Friday, Sep. 24, 1965
Renouncing the Rebels
What ever happened to the Congolese rebels? When the "People's Republic of the Congo" collapsed before advancing government columns in March, its leaders disappeared in headlong flight across the Sudanese border--President Christophe Gbenye in the Rolls-Royce he had expropriated along the way. Most of them ended up in Cairo, where under the friendly eye of Nasser and with money scrounged from Communist embassies, they hoped to plot their triumphant return. It didn't quite work out that way, for soon they were spending most of their time plotting against each other.
Trouble All Over. Occupying expensive apartments and frequenting nightclubs and bars, the rival Simbas began accusing one another of living it up on revolutionary funds. Attempts by Nasser to bring them together only drove them further apart. Rebel Defense Minister Gaston Soumialot announced that he had deposed Gbenye, who retorted angrily that he was undeposable. From his exile quarters in the Sudan, People's Army Commander Nicho'as Olenga renounced them both, claimed that he alone spoke for the revolution--until last month, when the Khartoum government charged that he had been conspiring with the Sudan's own rebel movement and threw him in jail.
There were other setbacks. The rebels' Chinese Communist allies were kicked out of Burundi on the Congo's eastern frontier. Algeria, which had once trained Simbas in the art of guerrilla warfare and had been one of their principal suppliers of arms, suddenly ordered all local rebels to stop plotting or get out, refused to allow Gbenye to enter the country even for a brief visit.
On the Lake. The final disaster came this month, when three drunken Simbas began brawling in Cairo's residential Zamalek district. Before the battle ended, two of them had been shot dead. The surviving Simba resisted arrest on the grounds that "I am a general." That was too much for even Nasser, whose security police had been urging him for months to get rid of the troublesome Congolese. He ordered remaining Simbas rounded up, then packed them aboard a government airliner and shipped them out of Egypt. When last seen, they were headed for Kigoma, the Tanzanian railhead on Lake Tanganyika.
Their destination was hardly good news for Premier Moise Tshombe, who was busy in Leopoldville preparing for the opening this week of the first Congolese parliament to meet in two years. Although Tshombe had managed to put down the bloody Simba rebellion and hold elections throughout most of the Congo, there was still a large rebel pocket in the mountainous area of the eastern Congo around Fizi, just across the lake from Kigoma.
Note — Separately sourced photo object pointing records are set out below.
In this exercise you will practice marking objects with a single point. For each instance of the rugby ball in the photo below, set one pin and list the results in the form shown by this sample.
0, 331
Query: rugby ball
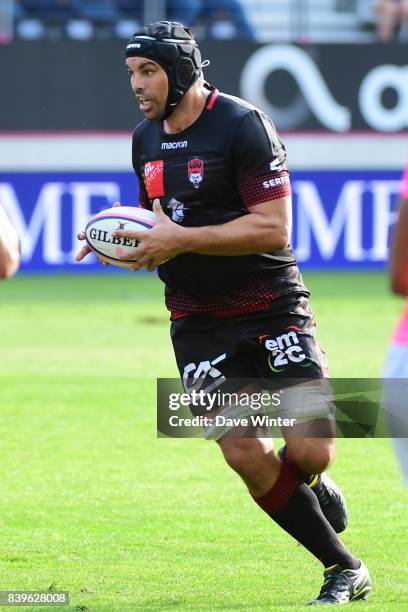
108, 248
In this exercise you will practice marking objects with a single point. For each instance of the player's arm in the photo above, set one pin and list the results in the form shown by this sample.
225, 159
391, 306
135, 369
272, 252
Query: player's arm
262, 180
9, 247
399, 251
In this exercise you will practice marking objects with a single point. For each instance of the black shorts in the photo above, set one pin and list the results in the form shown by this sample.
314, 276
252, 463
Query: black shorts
268, 346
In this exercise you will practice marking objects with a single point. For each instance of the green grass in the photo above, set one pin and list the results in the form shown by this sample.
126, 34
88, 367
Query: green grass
93, 503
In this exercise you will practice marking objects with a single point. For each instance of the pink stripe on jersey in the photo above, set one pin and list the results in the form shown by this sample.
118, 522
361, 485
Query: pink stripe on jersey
404, 186
401, 332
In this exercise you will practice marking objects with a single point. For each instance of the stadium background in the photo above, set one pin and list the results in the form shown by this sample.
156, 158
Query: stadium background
88, 496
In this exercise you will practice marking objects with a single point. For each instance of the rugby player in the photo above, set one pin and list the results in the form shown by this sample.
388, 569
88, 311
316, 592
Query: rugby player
213, 169
9, 247
396, 366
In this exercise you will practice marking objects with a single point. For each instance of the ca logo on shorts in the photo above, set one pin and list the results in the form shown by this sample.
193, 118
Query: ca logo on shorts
284, 349
204, 371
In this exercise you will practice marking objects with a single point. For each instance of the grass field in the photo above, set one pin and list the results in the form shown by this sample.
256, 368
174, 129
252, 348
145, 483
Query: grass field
93, 503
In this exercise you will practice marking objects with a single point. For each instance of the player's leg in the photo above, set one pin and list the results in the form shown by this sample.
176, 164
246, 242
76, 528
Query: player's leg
289, 502
310, 456
287, 353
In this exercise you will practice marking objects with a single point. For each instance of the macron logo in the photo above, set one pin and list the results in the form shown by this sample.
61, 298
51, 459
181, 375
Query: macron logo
182, 144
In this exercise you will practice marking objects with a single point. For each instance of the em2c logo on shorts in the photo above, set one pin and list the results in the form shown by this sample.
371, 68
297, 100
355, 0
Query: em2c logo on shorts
154, 178
285, 350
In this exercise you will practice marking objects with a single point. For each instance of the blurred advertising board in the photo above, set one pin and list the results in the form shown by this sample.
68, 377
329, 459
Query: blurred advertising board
313, 87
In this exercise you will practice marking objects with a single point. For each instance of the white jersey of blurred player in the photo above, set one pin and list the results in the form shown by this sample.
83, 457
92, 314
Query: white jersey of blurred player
396, 366
9, 247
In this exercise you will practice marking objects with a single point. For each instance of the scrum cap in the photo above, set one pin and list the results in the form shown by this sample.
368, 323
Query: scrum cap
171, 45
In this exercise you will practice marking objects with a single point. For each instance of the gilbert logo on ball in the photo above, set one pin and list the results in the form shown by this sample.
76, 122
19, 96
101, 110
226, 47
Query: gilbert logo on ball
110, 248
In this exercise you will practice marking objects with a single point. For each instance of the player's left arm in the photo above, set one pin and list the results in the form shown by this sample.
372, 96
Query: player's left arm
399, 251
9, 247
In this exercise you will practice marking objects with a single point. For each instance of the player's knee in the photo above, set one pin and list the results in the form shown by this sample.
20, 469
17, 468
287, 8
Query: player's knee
313, 458
244, 456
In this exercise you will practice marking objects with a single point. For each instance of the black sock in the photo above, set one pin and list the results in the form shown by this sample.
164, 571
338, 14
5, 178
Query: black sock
295, 508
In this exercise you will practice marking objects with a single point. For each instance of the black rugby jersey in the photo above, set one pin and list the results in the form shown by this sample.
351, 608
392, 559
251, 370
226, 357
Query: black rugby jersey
228, 160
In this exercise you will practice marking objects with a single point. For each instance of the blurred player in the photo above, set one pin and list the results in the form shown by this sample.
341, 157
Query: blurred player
9, 247
213, 168
396, 367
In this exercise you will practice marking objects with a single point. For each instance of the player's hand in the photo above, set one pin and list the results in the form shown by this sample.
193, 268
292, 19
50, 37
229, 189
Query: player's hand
158, 244
85, 250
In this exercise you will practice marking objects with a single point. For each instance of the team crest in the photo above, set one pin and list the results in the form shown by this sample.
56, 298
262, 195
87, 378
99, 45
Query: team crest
195, 171
154, 178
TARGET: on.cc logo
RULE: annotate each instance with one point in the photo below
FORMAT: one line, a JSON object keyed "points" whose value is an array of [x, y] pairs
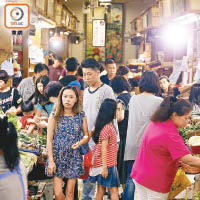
{"points": [[16, 14]]}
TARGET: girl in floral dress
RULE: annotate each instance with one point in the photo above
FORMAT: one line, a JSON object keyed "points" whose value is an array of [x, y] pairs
{"points": [[63, 133]]}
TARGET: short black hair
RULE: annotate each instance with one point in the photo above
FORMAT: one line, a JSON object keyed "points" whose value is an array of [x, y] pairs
{"points": [[91, 63], [109, 61], [4, 76], [149, 82], [52, 89], [122, 70], [80, 71], [27, 106], [46, 67], [164, 77], [71, 64], [120, 84], [39, 67], [60, 59]]}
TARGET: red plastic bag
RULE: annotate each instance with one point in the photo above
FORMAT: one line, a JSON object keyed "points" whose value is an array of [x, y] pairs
{"points": [[87, 164]]}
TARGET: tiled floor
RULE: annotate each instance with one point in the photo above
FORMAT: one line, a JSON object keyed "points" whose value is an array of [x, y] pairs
{"points": [[105, 197]]}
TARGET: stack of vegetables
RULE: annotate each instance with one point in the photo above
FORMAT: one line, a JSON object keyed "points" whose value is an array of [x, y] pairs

Mercenary Commander Mike Hoare has been ordered to attack Fizi as soon as he has trained his latest batch of white recruits, but it will be no easy task. Advised by a dozen Castro Cubans (who carry Spanish-Swahili dictionaries), the rebels have turned the Fizi region into a fortress of sorts. They are well equipped. Their every need is supplied by a fleet of rebel-operated "fishing" boats--which make regular runs across Lake Tanganyika between Fizi and Kigoma.